To some people a computer is a wordprocessor – they don't want Windows, they want Word, Excel or Access. That's probably why it makes complete sense to me that IE is an integral part of my Windows experience. Then again I've felt that way since the respectable half of the NCSA Mosaic team took over the IE project. If it was a strictly Microsoft application I doubt I'd have much tolerance for IE…

When you buy a house, you don't expect it to come sans light fittings, wiring, plumbing etc. So surely if Microsoft wants to be the sole vendor of software appliances for their operating system… Well, it is their operating system, isn't it? Why shouldn't they be allowed to call Windows proprietary and elect to be the only ones allowed to develop software for it?

This middle ground we live in, though, seems to be rather like an intellectual property racquet. Microsoft give you just enough rope to hang out your ideas on, and if they show signs of being profitable, they swoop down and crush you.

It doesn't have to be deliberate, it doesn't have to be malicious. It is just what Microsoft does.
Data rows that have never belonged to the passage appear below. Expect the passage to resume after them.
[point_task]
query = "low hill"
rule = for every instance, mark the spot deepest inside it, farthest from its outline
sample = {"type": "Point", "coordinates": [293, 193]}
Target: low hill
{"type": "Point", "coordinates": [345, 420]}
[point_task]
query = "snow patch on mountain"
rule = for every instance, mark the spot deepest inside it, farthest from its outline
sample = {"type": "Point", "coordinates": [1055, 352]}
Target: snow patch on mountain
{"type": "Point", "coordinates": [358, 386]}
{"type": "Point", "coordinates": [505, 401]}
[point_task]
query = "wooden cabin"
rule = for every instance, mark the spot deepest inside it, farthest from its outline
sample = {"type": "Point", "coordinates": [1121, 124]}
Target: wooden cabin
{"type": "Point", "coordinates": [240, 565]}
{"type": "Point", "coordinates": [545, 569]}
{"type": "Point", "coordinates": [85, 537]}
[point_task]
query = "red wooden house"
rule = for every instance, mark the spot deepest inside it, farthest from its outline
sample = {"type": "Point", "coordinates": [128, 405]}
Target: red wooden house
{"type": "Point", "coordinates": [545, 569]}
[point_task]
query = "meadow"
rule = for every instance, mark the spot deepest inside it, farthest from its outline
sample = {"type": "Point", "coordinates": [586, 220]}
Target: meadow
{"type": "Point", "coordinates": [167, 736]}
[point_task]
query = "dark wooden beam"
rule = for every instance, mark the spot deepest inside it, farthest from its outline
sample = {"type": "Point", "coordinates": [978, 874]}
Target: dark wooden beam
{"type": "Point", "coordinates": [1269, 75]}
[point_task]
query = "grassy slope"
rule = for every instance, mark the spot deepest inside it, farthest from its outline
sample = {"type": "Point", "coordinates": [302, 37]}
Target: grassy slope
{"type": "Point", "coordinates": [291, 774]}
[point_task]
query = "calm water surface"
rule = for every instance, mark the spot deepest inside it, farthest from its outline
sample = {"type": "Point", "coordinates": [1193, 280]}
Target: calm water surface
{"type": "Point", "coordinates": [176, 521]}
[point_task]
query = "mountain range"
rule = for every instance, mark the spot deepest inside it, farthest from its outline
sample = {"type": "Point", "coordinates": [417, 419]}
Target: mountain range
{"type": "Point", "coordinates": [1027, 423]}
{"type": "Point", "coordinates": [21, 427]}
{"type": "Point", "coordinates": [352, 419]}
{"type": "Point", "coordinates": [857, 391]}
Either trying to absorb someone's concept that has become a "must have" operating system feature (and well meaning developers in Microsoft mean to implement it) or an MS employee sees a struggling product that just needs some money and wellmeaningly brings MS to its support crushing the team and finally the product.

As Operating System developers, Microsoft's biggest or at least influential customer, is Microsoft, which is terrible for Windows, because Microsoft are a terrible software developer.